Um funcionário da Prefeitura chegou a dizer a um dos pequenos comerciantes das barracas do Gasômetro: “vocês vão ter que sair daí, vocês não têm cultura para receber visitantes estrangeiros!”
A idéia é fazer uma PPP, parceria público-privada, que vai alterar o meio físico: o GT da Orla acha que há árvores demais nos parques, é preciso ir cortando algumas para “não estragar a paisagem”; já está sendo aberta a avenida que vocês sabem, cortando o Marinha, e combinando com o futuro binário atropelador da Borges/Praia de Belas.

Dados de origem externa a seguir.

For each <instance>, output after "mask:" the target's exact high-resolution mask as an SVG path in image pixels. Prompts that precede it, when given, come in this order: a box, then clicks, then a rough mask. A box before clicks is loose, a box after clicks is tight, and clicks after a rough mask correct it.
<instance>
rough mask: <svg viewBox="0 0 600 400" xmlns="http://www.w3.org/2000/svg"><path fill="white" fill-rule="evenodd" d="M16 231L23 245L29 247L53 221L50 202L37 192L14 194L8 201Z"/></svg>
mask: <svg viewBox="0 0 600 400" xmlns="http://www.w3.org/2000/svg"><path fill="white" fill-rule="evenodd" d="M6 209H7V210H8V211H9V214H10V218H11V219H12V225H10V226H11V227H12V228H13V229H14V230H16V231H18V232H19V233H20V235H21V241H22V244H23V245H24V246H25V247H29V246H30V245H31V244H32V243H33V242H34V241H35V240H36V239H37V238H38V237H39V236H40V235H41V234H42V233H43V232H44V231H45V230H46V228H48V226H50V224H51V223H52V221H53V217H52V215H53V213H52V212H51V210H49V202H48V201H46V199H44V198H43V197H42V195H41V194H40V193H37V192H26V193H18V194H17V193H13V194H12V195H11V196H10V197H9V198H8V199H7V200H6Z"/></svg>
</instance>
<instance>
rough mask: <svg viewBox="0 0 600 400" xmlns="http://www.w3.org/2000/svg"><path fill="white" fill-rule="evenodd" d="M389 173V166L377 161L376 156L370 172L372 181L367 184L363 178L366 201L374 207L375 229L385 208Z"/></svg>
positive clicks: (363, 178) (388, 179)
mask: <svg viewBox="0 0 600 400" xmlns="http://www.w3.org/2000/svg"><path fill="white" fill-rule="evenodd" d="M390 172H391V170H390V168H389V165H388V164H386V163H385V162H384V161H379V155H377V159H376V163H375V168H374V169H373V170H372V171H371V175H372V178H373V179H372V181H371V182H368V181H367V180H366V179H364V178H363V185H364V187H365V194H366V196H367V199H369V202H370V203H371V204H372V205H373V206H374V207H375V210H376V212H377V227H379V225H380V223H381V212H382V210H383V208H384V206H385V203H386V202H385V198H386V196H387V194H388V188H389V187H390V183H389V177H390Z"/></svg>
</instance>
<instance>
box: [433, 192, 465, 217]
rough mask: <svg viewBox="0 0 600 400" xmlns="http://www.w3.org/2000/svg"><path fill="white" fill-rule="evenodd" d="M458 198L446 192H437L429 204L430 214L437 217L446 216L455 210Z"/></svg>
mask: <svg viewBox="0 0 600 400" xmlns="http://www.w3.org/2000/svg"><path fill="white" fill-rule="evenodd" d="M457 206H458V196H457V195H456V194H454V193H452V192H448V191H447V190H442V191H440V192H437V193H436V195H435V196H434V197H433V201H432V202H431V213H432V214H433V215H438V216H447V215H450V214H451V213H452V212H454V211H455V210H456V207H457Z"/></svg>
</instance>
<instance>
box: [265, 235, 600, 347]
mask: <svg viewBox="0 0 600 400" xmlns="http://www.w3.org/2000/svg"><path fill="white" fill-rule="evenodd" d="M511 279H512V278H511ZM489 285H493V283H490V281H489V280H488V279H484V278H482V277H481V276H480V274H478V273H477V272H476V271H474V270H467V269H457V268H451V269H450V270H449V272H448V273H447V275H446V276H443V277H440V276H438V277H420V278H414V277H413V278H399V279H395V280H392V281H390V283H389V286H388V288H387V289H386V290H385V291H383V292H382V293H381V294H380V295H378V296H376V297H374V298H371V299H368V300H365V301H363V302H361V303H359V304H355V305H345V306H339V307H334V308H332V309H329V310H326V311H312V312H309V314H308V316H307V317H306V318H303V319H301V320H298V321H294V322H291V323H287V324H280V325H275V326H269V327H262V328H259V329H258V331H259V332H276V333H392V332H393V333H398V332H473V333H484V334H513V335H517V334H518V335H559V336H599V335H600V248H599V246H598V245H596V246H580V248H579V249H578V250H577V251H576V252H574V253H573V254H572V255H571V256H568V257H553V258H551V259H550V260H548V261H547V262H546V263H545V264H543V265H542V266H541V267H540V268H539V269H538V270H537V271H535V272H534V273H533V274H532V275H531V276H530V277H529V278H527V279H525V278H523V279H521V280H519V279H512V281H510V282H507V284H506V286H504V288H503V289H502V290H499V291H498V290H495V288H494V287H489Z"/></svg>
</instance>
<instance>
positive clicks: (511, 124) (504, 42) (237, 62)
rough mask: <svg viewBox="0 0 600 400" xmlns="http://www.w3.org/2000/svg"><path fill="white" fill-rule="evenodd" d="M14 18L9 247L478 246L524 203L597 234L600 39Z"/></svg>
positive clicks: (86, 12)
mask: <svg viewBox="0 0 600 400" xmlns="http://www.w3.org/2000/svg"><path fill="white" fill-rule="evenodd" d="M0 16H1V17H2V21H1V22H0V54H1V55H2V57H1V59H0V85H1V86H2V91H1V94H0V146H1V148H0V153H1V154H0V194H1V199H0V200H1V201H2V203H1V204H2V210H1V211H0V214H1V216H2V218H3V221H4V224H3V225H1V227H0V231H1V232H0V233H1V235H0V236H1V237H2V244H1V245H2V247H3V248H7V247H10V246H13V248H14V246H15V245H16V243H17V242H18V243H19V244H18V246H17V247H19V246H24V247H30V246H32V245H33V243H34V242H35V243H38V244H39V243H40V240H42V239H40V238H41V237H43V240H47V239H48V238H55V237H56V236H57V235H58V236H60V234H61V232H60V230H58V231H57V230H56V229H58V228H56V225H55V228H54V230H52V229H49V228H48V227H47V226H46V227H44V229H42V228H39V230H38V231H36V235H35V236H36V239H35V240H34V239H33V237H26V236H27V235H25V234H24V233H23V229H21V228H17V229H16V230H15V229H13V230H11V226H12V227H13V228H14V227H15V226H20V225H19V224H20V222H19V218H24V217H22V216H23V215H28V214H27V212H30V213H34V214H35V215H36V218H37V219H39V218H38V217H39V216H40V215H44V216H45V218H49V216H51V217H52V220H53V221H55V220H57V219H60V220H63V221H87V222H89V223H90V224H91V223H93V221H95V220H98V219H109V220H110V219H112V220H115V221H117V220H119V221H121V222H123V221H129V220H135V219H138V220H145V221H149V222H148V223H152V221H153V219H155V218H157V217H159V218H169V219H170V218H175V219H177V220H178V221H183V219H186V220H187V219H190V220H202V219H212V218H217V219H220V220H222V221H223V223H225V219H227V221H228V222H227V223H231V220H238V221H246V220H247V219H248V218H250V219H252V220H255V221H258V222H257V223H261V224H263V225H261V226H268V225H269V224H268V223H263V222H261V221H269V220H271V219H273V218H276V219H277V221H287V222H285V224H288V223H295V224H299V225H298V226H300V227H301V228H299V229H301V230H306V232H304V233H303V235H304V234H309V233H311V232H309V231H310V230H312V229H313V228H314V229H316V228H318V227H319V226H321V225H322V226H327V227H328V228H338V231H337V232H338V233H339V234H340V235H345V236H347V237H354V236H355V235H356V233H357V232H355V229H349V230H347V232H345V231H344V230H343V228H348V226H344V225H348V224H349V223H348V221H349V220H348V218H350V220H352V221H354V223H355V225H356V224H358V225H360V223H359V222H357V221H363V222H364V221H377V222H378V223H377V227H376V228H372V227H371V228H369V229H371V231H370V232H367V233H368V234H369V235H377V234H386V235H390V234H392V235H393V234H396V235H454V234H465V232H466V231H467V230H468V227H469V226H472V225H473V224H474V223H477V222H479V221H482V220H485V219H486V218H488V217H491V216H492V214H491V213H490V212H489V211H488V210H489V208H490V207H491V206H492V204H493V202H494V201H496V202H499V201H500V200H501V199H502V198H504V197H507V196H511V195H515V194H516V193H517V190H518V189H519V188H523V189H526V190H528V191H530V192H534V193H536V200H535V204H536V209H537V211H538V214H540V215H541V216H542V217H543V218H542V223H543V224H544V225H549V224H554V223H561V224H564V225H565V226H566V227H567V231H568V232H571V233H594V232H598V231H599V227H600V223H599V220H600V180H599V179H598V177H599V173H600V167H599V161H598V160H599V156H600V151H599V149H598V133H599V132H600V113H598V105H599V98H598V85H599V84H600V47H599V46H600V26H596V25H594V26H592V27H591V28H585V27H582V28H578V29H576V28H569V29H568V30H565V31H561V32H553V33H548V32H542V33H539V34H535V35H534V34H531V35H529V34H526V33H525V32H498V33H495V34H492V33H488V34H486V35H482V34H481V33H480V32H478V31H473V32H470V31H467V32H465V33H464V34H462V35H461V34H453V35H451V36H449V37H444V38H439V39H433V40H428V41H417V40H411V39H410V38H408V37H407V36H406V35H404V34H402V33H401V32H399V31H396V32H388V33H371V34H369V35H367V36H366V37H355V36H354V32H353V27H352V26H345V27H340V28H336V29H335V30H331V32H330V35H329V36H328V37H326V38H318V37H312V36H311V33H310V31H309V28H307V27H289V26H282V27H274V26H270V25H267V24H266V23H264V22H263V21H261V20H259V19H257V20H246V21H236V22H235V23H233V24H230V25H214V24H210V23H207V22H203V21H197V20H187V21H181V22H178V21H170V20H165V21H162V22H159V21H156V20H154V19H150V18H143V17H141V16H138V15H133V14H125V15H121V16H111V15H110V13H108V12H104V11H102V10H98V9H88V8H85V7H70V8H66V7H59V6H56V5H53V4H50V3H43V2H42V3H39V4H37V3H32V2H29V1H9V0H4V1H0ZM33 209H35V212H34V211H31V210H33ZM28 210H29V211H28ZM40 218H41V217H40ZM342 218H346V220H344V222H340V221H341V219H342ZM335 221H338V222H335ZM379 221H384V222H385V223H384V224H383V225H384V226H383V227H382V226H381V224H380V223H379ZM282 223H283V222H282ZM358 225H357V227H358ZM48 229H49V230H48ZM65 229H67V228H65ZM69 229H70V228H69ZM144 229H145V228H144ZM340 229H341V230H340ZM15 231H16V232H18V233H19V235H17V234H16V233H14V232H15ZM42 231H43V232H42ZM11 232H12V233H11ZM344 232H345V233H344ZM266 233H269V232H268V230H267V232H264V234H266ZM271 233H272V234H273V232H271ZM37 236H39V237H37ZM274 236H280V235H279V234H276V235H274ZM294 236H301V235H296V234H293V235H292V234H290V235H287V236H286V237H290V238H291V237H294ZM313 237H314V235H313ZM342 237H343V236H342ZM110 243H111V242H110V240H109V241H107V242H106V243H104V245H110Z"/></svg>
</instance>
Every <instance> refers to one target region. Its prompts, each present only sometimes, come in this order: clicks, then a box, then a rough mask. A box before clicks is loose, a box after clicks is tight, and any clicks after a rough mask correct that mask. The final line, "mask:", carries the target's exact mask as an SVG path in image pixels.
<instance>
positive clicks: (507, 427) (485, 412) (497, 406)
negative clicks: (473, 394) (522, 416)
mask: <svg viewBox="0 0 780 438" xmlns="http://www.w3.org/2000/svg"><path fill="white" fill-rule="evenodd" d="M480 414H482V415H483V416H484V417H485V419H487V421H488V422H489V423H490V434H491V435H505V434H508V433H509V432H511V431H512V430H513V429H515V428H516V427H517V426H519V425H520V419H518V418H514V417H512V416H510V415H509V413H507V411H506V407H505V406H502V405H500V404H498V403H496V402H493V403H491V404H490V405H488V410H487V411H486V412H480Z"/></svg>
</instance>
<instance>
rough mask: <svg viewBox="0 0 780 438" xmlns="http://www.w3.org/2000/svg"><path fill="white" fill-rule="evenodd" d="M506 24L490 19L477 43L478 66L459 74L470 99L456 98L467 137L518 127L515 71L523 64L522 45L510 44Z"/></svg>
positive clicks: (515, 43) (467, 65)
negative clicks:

Esse binário, no Menino Deus, vai-se juntar com a avenida Tronco, juntando assim várias obras do PAC da Copa.
Já perto do Dilúvio, na orla Centro, vão ser construídas palafitas rio a dentro! Palafitas!
Essas palafitas vão sustentar uma extensão da avenida Ipiranga dentro do rio, com diversos pontos de estacionamento para carros. Nessas vias sobre palafitas, que também formarão uma marina, os carros vão ser parte da paisagem e do pôr de sol do Guaíba.
O turista não precisará mais suportar uma paisagem natural, comum, com árvores, famílias, crianças, piqueniques, cachorros: bastante concreto, mirantes de concreto, pistas de asfalto e carros dentro do rio para olhar essas belezas.
Com relação ao passeio da praia, também será alterado. Quadras oficiais de esporte ocuparão toda a faixa, acabando as sonecas em esteiras ou redes, e os jogos sem regras com os filhos pequenos. Isto é, a idéia é acabar com a informalidade e descontração pacífica e familiar, característica de nossos parques urbanos populares.